If ever I've hit a low as an amateur musician, this is it.

Two vastly contrasting evenings. The christmas party was absolutely crazy! I've not had so much fun in such a long time. It was just pure entertainment, so much so that I felt like I had to be the dancing queen's king. Good food, great company, lots of booze, fun and games, a super DJ, all of which added up to be the best retro party I have been to. When the fun and games were over, most had left, the good food had been cleared, the super DJ decided to belt out some slow tunes to which the great company decided at 3 am that they should add their vocal talents in unison as there was still lots of booze left. By 4am the waiters had had enough, and had surrounded us, albeit subtlely (or not so subtlely, as we noticed), as if to say 'enough!'. We didn't sound all that bad though.

When I got home at 4:30am, with 6 bottles of left over booze, I was indeed a happy man. Until I realised I have to be up by 7.

At 7:30am the day from hell began, where the night from heaven had ended.

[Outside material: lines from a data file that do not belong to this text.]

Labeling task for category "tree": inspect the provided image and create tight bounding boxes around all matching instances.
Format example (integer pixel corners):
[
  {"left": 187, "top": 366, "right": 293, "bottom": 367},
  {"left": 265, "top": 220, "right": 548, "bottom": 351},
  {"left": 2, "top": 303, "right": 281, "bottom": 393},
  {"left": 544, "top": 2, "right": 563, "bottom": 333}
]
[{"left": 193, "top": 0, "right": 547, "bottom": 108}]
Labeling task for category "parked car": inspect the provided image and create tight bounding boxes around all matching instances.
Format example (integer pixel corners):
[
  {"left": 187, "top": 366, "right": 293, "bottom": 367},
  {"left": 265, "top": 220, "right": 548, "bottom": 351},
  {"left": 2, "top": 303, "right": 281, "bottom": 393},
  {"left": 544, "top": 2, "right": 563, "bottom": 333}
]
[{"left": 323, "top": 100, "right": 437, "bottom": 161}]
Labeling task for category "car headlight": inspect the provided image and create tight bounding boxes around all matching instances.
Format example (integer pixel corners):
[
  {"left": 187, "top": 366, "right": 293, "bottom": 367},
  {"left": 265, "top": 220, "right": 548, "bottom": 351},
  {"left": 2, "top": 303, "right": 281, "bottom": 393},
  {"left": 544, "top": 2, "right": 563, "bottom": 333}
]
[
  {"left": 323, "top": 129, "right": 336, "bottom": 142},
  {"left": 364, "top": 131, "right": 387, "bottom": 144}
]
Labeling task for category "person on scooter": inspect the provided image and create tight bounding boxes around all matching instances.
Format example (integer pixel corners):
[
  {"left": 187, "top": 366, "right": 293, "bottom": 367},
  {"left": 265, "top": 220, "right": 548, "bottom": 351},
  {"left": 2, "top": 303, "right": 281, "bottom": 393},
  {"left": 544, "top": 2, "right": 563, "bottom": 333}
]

By 9 am was at the studio, where the album is in it's last stage of production. By 11 am I was falling asleep, and my attention span was as short as Jehan Mubarak's longest innings. I was craving for some sleep. But it was not to be. I ran home at 2pm, ate, showered, ran out again carrying a 40kg amplifier, my guitar and a man bag of necessities for the gig. We had another drummer playing with us tonight as Jim is out of the country, so I had to run to his house and make sure he was tight with the songs. By 4pm that was all sorted. Got to Rockapoluza 2 as fast as we could. It seemed nice and chilled out. But my confidence was lagging. We hadn't practiced as a band in a while; the bassist hadn't even met drummer-for-the-night properly. To cut a long and horrible story short, when we came up to play we fucked up. It made us sound below amateurish and there's no one else to blame but ourselves. This was the perfect opportunity to dish out some of our music to an audience who had never heard us before. Our song selection was poor, our co-ordination was shit, and we went right after Powercut Circus, probably one of the top 3 alternative bands in town. We really missed Jim this eve. He definitely brings out the best in us, and is the key ingredient to how tight we are as a band.

I had a bad day as a guitarist. I kept missing my notes, and my guitar tone was rubbish. Live and learn they say. One thing's for sure; the bitter lesson is that you should never take any gig too lightly. I swear to you now, I will never play another gig without adequate prep. There's too much embarrassment and humiliation involved in fucking up live.

1 musings:

Rhythmic Diaspora said...

A valuable and painful lesson.

Remember Confab, drummers are very, very important.